You can refer to anything without penalty, but derivation is copyright
infringement.
There is a difference between a registered trademark and a simple trademark.
Registered marks take awhile to get, are fairly expensive and invloves
"clearing" the word to ensure it has not been previously used (phrases are
"service marks" and they too can be registered), public notification (often
done in obscure newspapers published primarliy for the purpose) and payment
of a fairly hefty fee to the registering agency. At least in the past,
Tunisia was a popular place to register trademarks since it's fees where so
low.
WRT to "XML" itself, the W3C may have claimed a trademark, but I question
it's validity (ymmv - consult competent legal counsel if it really matters).
You can claim tradmark on almost any word, but there are restrictions: you
can't successfully trademark well known words in common use such as "Supreme
Court", nor is trademarking numeric strings such as "8086" allowed (Intel
tried this and lost). I don't think TLA's are trademarkable either, but
since the W3C has bigger legal guns then I have or will ever hope to have..
<sigh>.
OTOH, "Mini-XML" isn't the same as "XML". I'm not at all clear on this, but
I don't think you own all uses of a word. For example Microsoft can't get
away with trademarking or registering "Word", but "MsWord" they can since
it's unique. It doesn't preclude someone from trademarking/registering, for
example, "AbiWord"
> So things like Common-XML and Minimal-XML are perfectly within their
> right to derive from XML, just as the W3C was perfectly within its
> rights to dervice from SGML and even go so far as to make references to
> ISO documents.
You can quote from it under the "fair usage" doctrine, but wholesale
importation of text is infringing. This is like a habbit i've heard of done
by the GPL gang: Taking an open source, adding some relatively small
additions to the work and then publishing (making avalilable) under the GPL
with the idea that they've defeated the original copyright holder's intent.

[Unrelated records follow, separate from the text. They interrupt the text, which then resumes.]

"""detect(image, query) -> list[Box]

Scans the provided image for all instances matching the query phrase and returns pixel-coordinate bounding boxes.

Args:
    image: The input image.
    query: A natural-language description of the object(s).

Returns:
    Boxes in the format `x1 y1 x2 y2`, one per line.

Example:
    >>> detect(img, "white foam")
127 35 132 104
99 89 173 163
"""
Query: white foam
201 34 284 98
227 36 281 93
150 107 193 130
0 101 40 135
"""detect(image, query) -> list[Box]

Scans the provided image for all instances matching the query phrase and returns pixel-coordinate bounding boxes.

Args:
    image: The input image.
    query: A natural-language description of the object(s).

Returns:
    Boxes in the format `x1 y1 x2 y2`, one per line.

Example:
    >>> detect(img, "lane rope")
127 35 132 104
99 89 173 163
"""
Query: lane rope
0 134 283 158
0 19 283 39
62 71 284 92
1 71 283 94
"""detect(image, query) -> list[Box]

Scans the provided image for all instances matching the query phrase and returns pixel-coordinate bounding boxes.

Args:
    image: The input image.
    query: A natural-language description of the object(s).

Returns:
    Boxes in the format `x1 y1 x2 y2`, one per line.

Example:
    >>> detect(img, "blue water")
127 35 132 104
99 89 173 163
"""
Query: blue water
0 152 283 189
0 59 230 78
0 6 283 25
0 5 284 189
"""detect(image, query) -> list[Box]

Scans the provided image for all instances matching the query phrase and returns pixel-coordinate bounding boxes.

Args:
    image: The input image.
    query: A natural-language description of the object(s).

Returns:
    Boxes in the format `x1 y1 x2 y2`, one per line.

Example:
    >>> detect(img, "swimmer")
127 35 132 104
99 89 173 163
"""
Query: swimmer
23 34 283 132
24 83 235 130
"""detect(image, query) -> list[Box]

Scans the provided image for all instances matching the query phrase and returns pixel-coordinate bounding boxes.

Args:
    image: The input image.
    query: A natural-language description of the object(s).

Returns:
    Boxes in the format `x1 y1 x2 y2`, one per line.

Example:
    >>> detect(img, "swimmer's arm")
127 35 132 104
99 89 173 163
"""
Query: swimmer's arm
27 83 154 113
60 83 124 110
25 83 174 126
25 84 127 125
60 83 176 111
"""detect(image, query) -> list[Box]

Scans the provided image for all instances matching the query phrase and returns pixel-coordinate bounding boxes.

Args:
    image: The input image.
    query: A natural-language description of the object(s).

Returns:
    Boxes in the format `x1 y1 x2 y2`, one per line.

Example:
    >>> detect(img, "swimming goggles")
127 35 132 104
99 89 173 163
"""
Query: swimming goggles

This is clearly plagarism/theft of intellectual property. (Little tricks
like this is what is ultimately going to lead to the downfall of the GPL
imo. BTW, this is not something I made up - i've chatted with authors so
violated.)
If by derivation you mean "take ideas from" or use "standard elements from"
(like the dtd) and write your own document, that's totally legal. As noted,
you own only the expression of the idea, not the idea itself.
> > I care less about intellectual properties and more about good simple
> > designs. For the past couple of weeks, I have been looking at SNMP in
> > detail. I don't know about you guys, but SNMP goes in the same basket
> > as SGML.
>
> I dunno, I think considering how complex and twisted XML has become, I'd
> rather write a bunch of SNMP hooks.
<shudder> I agree. People who do drugs ought not to be allowed to write
network protocols, at least not while high ;-) Ditto for SGML and (horrors)
DSSSL (that extra "s" should have been enough of a clue).